Ingredients
- 1 cup milk
- 1/2 teaspoon salt
- 4 eggs
- 1 cup flour
- 1-2 tablespoon melted butter
- 2 tablespoons sugar
Preparation
Step 1
Beat eggs and milk with a whisk, add flour, sugar and salt; beat until smooth. Add melted butter and blend well. Let mixture stand at least 30 minutes.
Preheat crepe pan for 30 seconds using medium heat. Have crepe batter as thick as heavy creme in a pitcher. If batter is too thick add 1 teaspoon water or milk and stir well. Pour about 2 tablespoons of batter into the center of pan.
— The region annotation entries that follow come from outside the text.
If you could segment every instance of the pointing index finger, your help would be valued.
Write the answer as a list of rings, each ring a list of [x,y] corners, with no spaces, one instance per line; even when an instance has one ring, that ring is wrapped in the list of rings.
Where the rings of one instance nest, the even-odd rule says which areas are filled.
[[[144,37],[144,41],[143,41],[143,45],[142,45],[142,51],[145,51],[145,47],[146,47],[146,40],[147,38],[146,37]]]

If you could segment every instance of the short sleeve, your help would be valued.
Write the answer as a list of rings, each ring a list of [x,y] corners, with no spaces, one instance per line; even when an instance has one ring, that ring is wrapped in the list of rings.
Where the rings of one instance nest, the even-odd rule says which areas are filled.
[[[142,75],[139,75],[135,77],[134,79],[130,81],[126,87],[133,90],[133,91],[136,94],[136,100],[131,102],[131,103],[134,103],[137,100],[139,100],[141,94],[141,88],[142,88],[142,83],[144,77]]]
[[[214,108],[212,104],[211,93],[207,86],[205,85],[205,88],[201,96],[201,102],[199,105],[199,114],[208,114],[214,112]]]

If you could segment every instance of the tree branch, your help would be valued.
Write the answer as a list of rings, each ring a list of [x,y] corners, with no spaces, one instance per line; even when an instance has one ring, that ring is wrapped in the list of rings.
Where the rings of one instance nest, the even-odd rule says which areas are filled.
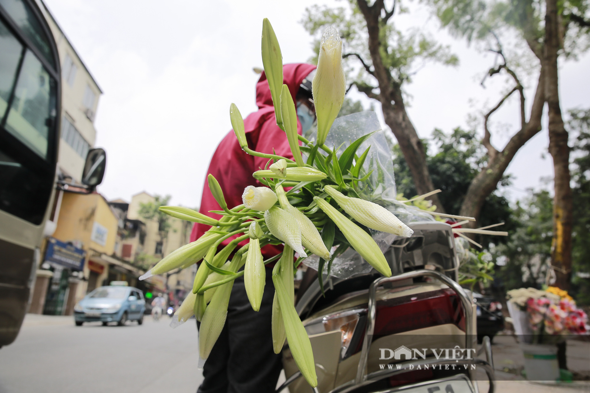
[[[590,27],[590,21],[586,20],[582,16],[575,14],[568,14],[567,16],[569,17],[569,20],[575,22],[580,27]]]
[[[387,11],[385,9],[385,5],[384,5],[383,9],[385,10],[385,17],[382,19],[384,23],[387,23],[387,21],[389,20],[389,18],[393,16],[394,12],[395,12],[395,5],[397,3],[397,0],[394,0],[394,5],[391,7],[391,11]]]
[[[517,90],[518,90],[518,86],[514,86],[514,88],[512,90],[510,90],[510,93],[504,96],[502,98],[502,99],[500,100],[500,102],[498,103],[497,105],[492,108],[492,109],[487,113],[486,113],[486,115],[484,116],[483,117],[484,136],[483,136],[483,139],[481,140],[481,144],[483,145],[486,148],[486,149],[487,149],[487,155],[490,157],[490,161],[494,161],[494,159],[496,158],[496,156],[498,154],[498,150],[496,149],[496,148],[492,146],[491,142],[490,141],[490,139],[491,137],[491,135],[490,133],[490,131],[487,128],[487,120],[491,115],[491,114],[495,112],[496,110],[497,110],[500,108],[500,107],[502,106],[502,104],[504,103],[504,101],[506,101],[506,99],[509,97],[510,97],[513,93],[514,93]]]
[[[494,32],[491,32],[491,34],[496,38],[496,41],[498,45],[498,49],[497,50],[490,49],[489,50],[490,52],[497,53],[497,54],[502,56],[502,60],[503,60],[504,63],[503,64],[499,65],[496,68],[490,69],[490,71],[488,71],[487,75],[484,77],[484,78],[481,80],[481,86],[483,86],[484,81],[486,80],[486,78],[488,76],[491,77],[491,76],[495,74],[500,73],[500,71],[502,71],[502,68],[504,68],[504,70],[506,70],[506,72],[510,74],[510,76],[512,77],[512,78],[514,79],[514,82],[516,83],[516,86],[514,87],[514,89],[517,89],[519,91],[519,93],[520,93],[520,129],[523,129],[526,126],[526,108],[525,107],[525,89],[523,87],[522,84],[520,83],[520,80],[516,76],[516,73],[515,73],[514,71],[510,69],[510,68],[508,67],[508,65],[506,64],[506,58],[504,56],[504,52],[502,50],[502,44],[500,42],[500,38],[498,38],[498,36],[496,35]],[[513,92],[514,90],[511,91],[509,94],[509,96],[512,94],[512,93]],[[506,98],[507,98],[507,97],[505,97],[504,99],[506,99]],[[503,100],[501,102],[503,102],[503,101],[504,100]]]
[[[376,87],[366,84],[353,82],[350,84],[350,86],[348,87],[348,89],[346,89],[346,93],[348,93],[348,91],[350,90],[352,86],[356,86],[356,89],[359,90],[359,91],[365,93],[365,94],[369,98],[379,100],[379,94],[373,93],[373,90],[377,89]]]
[[[360,63],[363,65],[363,67],[365,67],[365,70],[373,76],[375,76],[375,74],[373,74],[373,71],[371,70],[371,67],[369,66],[367,66],[367,64],[365,63],[365,60],[363,60],[363,58],[361,57],[360,55],[359,55],[358,53],[345,53],[345,54],[342,55],[342,58],[346,58],[350,56],[356,56],[356,58],[359,59],[359,61],[360,61]]]

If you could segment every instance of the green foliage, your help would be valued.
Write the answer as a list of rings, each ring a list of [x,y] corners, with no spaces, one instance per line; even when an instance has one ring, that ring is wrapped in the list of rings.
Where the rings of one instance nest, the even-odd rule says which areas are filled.
[[[538,57],[543,55],[545,2],[542,0],[424,0],[432,6],[443,27],[455,37],[496,41],[504,32],[516,32]],[[563,53],[575,57],[588,48],[588,0],[559,2]],[[519,51],[522,53],[522,51]],[[513,60],[518,61],[518,56]]]
[[[308,7],[300,22],[304,28],[315,37],[313,44],[314,53],[318,53],[319,34],[323,28],[332,25],[337,29],[345,48],[343,57],[346,60],[347,80],[372,90],[376,87],[374,78],[364,67],[359,67],[359,57],[368,67],[372,66],[366,22],[356,2],[349,0],[348,2],[348,7]],[[424,61],[434,61],[450,66],[458,64],[458,58],[450,53],[448,46],[438,44],[419,29],[404,32],[395,27],[392,19],[384,21],[382,18],[380,21],[381,54],[392,83],[398,87],[405,81],[411,81],[411,76]],[[347,54],[356,54],[358,57],[347,57]],[[317,56],[309,61],[317,64]],[[418,66],[416,66],[417,63]]]
[[[548,191],[533,192],[516,204],[517,222],[507,241],[492,250],[497,263],[497,284],[505,290],[522,287],[540,289],[546,282],[551,258],[553,199]]]
[[[468,285],[473,291],[476,286],[481,292],[490,282],[494,281],[495,264],[491,255],[487,251],[477,252],[473,249],[465,250],[463,260],[459,266],[459,284]]]
[[[340,109],[340,112],[338,113],[338,117],[352,114],[356,112],[362,112],[363,110],[365,109],[363,108],[363,104],[360,101],[354,101],[348,97],[345,97],[344,102],[342,103],[342,107]]]
[[[139,204],[139,215],[145,220],[157,221],[158,231],[163,239],[166,238],[170,229],[169,217],[166,213],[160,211],[159,208],[160,206],[167,206],[171,198],[170,195],[162,196],[156,195],[153,202]]]
[[[435,129],[430,142],[428,143],[425,140],[423,143],[427,146],[426,160],[432,183],[435,189],[442,190],[438,198],[447,212],[458,214],[469,185],[486,164],[486,152],[475,131],[466,131],[458,127],[450,135]],[[398,192],[407,196],[415,195],[417,192],[409,168],[398,145],[394,146],[394,155]],[[504,176],[500,184],[509,185],[509,176]],[[504,222],[502,230],[510,232],[516,225],[511,213],[507,199],[497,191],[486,199],[478,222],[481,226]],[[506,239],[477,235],[476,240],[486,246],[490,242],[502,242]]]
[[[590,279],[576,275],[590,273],[590,109],[569,111],[568,128],[577,135],[573,143],[572,189],[573,228],[572,231],[572,293],[579,303],[590,304]]]

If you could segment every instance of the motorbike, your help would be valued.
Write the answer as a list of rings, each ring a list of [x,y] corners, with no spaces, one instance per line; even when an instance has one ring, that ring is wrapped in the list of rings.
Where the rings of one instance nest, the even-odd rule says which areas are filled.
[[[476,306],[457,283],[458,258],[451,226],[414,222],[384,253],[392,270],[346,279],[308,269],[296,309],[309,336],[318,385],[301,378],[288,343],[286,381],[276,393],[478,393],[478,368],[495,387],[491,347],[477,352]],[[315,277],[314,277],[314,273]],[[432,351],[434,350],[434,351]],[[485,359],[477,356],[485,355]]]

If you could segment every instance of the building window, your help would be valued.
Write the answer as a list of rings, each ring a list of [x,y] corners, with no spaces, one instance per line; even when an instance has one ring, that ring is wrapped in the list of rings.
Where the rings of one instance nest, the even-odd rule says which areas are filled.
[[[68,81],[68,84],[70,86],[74,86],[74,81],[76,80],[76,73],[78,70],[78,67],[74,64],[74,60],[66,54],[65,58],[64,59],[64,66],[61,70],[62,77],[64,80]]]
[[[84,92],[84,100],[82,103],[86,109],[84,110],[84,114],[86,115],[88,119],[91,122],[94,121],[94,101],[96,100],[96,94],[92,90],[92,89],[86,85],[86,90]]]
[[[123,252],[121,254],[123,258],[131,258],[131,251],[133,247],[132,244],[123,245]]]
[[[90,145],[65,116],[64,116],[61,123],[61,139],[71,146],[78,155],[86,158]]]

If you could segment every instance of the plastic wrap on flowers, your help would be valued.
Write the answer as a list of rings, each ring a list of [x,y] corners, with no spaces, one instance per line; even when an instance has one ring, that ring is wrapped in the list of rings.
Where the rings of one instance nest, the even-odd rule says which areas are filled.
[[[308,138],[316,137],[314,130],[307,134]],[[350,143],[358,138],[373,133],[360,144],[358,151],[364,152],[369,148],[363,165],[366,173],[371,172],[364,182],[359,182],[359,188],[364,192],[359,196],[363,199],[383,206],[395,214],[404,224],[412,221],[433,221],[432,216],[421,212],[419,209],[407,206],[396,199],[395,178],[394,174],[393,155],[387,143],[384,132],[381,129],[379,119],[375,112],[365,110],[341,117],[334,121],[326,140],[326,145],[331,148],[340,146],[337,155],[340,156]],[[324,155],[327,153],[320,150]],[[395,235],[371,230],[371,236],[381,251],[385,252],[393,243]],[[303,263],[317,270],[319,257],[312,256],[303,260]],[[365,263],[360,256],[349,248],[340,256],[333,259],[330,275],[340,279],[348,279],[356,274],[367,273],[372,267]]]
[[[315,138],[316,132],[312,130],[305,136]],[[406,224],[412,221],[434,221],[431,215],[396,200],[394,157],[376,113],[365,110],[338,117],[330,129],[325,144],[332,149],[340,146],[336,153],[339,157],[353,141],[371,133],[373,133],[360,144],[358,149],[359,152],[364,152],[371,148],[363,169],[366,173],[372,171],[366,181],[359,182],[359,188],[364,191],[359,196],[383,206]],[[322,150],[319,152],[327,155]]]
[[[371,237],[379,246],[381,252],[385,252],[389,248],[396,238],[395,235],[370,230]],[[317,270],[319,267],[320,257],[312,255],[303,260],[303,264],[313,269]],[[324,265],[324,271],[326,265]],[[330,275],[339,279],[349,279],[357,274],[363,274],[371,271],[373,267],[363,260],[363,258],[352,247],[349,247],[340,256],[332,260]]]

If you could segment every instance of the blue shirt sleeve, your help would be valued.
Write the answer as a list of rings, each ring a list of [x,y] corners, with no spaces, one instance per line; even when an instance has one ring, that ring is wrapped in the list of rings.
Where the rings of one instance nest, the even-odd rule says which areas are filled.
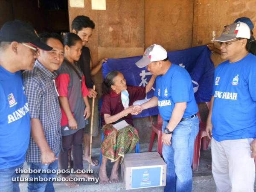
[[[252,99],[253,101],[256,101],[256,63],[254,62],[251,64],[247,76],[248,85]]]
[[[157,97],[158,97],[158,88],[157,87],[157,79],[156,79],[156,88],[154,90],[154,96],[155,96]]]
[[[192,85],[191,78],[185,73],[178,73],[172,78],[172,97],[175,103],[190,100],[189,94]]]

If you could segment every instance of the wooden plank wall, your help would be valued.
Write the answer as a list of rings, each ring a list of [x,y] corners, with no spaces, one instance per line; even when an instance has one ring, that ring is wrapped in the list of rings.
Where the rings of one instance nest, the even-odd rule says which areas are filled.
[[[205,44],[219,36],[224,26],[239,17],[249,17],[256,24],[255,0],[195,0],[192,46]],[[256,34],[255,27],[253,32]],[[217,44],[215,46],[218,47]],[[213,53],[212,59],[215,66],[223,62]]]
[[[94,64],[104,57],[142,55],[154,44],[167,51],[205,44],[212,39],[213,32],[218,37],[224,25],[238,17],[256,21],[256,0],[106,0],[106,10],[92,10],[91,2],[84,0],[84,8],[70,8],[69,3],[69,14],[70,26],[79,15],[87,16],[95,23],[87,45]],[[212,58],[215,66],[222,61],[216,53]],[[101,71],[93,79],[100,97]],[[199,107],[202,111],[206,108],[202,103]],[[204,113],[202,116],[207,117],[208,113]],[[149,142],[148,122],[148,117],[134,120],[141,143]],[[99,146],[99,138],[94,140],[94,146]]]

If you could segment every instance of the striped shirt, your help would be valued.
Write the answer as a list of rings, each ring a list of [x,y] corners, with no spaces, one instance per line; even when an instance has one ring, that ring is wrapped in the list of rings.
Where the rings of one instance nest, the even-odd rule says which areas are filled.
[[[59,152],[61,144],[61,112],[55,83],[57,73],[51,72],[37,60],[33,70],[24,71],[22,76],[30,118],[40,119],[45,138],[56,154]],[[40,150],[32,137],[26,160],[41,162]]]

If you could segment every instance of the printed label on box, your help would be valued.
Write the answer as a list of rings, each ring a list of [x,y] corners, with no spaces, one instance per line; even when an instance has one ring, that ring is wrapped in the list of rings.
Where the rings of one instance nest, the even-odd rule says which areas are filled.
[[[136,167],[131,170],[131,189],[160,186],[162,166]]]

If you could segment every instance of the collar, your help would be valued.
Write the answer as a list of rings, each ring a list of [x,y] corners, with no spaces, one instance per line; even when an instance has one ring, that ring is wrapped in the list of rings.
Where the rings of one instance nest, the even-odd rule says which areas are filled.
[[[43,64],[37,59],[35,62],[35,67],[37,67],[47,77],[52,79],[55,79],[57,76],[57,73],[55,71],[51,72],[44,67]]]
[[[111,90],[110,92],[109,92],[109,95],[110,95],[110,96],[111,97],[116,97],[121,95],[121,92],[120,92],[120,93],[118,94],[115,93],[113,90]]]

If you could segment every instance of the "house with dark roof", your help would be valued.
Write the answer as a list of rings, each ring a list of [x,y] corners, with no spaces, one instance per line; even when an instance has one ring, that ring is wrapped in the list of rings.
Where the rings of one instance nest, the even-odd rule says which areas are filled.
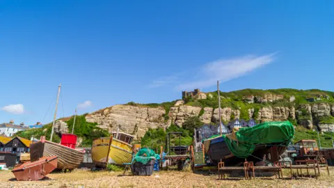
[[[14,138],[0,136],[0,152],[16,154],[17,161],[18,162],[21,153],[29,152],[31,143],[32,141],[19,136]]]
[[[223,123],[221,124],[221,126],[217,126],[217,133],[218,134],[221,134],[221,130],[222,134],[226,134],[231,132],[231,131]]]
[[[43,124],[40,122],[36,123],[35,125],[29,126],[29,129],[38,129],[38,128],[42,128],[42,127],[43,127]]]
[[[248,122],[247,122],[247,125],[248,126],[248,127],[253,127],[254,126],[256,125],[256,122],[254,119],[250,119]]]
[[[241,124],[241,121],[240,120],[239,120],[238,118],[237,119],[234,119],[232,121],[230,121],[228,124],[228,127],[232,130],[233,130],[233,128],[241,128],[241,127],[243,127],[242,126],[242,124]]]
[[[21,123],[19,125],[15,125],[13,120],[10,120],[9,123],[3,123],[0,124],[0,135],[5,135],[6,136],[12,136],[14,134],[19,131],[26,130],[29,127],[24,126],[24,123]]]

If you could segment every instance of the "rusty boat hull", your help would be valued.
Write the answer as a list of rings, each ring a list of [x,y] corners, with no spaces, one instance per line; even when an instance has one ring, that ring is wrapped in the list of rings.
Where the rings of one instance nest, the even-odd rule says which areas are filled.
[[[57,169],[72,170],[77,168],[84,161],[85,152],[41,139],[40,141],[30,145],[30,157],[35,161],[42,157],[57,156]]]
[[[44,157],[35,162],[29,162],[13,169],[18,181],[40,180],[57,168],[58,157]]]

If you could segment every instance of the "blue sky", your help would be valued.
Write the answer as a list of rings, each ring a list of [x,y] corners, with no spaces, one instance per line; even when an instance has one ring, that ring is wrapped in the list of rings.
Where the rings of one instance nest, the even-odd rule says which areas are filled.
[[[61,83],[57,118],[217,79],[333,91],[333,17],[332,1],[1,1],[0,122],[51,121]]]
Tilt and turn the pan until the batter covers the entire bottom of the pan. Cook for 30 seconds or until nicely browned. Remove pan from heat. Using a spatula, lift the crepe and flip to the other side. Cook second side 15-20 seconds. (second side should be used for fillings) Slide cooked crepe onto a parchment covered surface and cool.
Chocolate Crepe
Add 3 tablespoons unsweetened cocoa to dessert crepe mixture. Reduce flour to ¾ cup.
Ricotta Crepes
¼ cup grated milk chocolate
¼ cup candied fruit
2 tablespoons heavy cream
8 oz. ricotta cheese
Mix ingredients adding more cream if necessary to make a mixture that is light and fluffy but holds its shape. Spoon onto crepes. Roll or fold.
Fruit Crepes
1 can cherry pie filling
½ teaspoon almond extract
dash of ground cloves
heavy cream for topping
Warm filling in saucepan. Add extract and cloves. Stir to blend well and heat through. Fill hot crepes. Fold or roll and top with cream.
Variation
use apple filling and add ½ cup raisins or chopped nuts and nutmeg spice.
Use blueberry filling and add 2 teaspoon lemon or orange zest.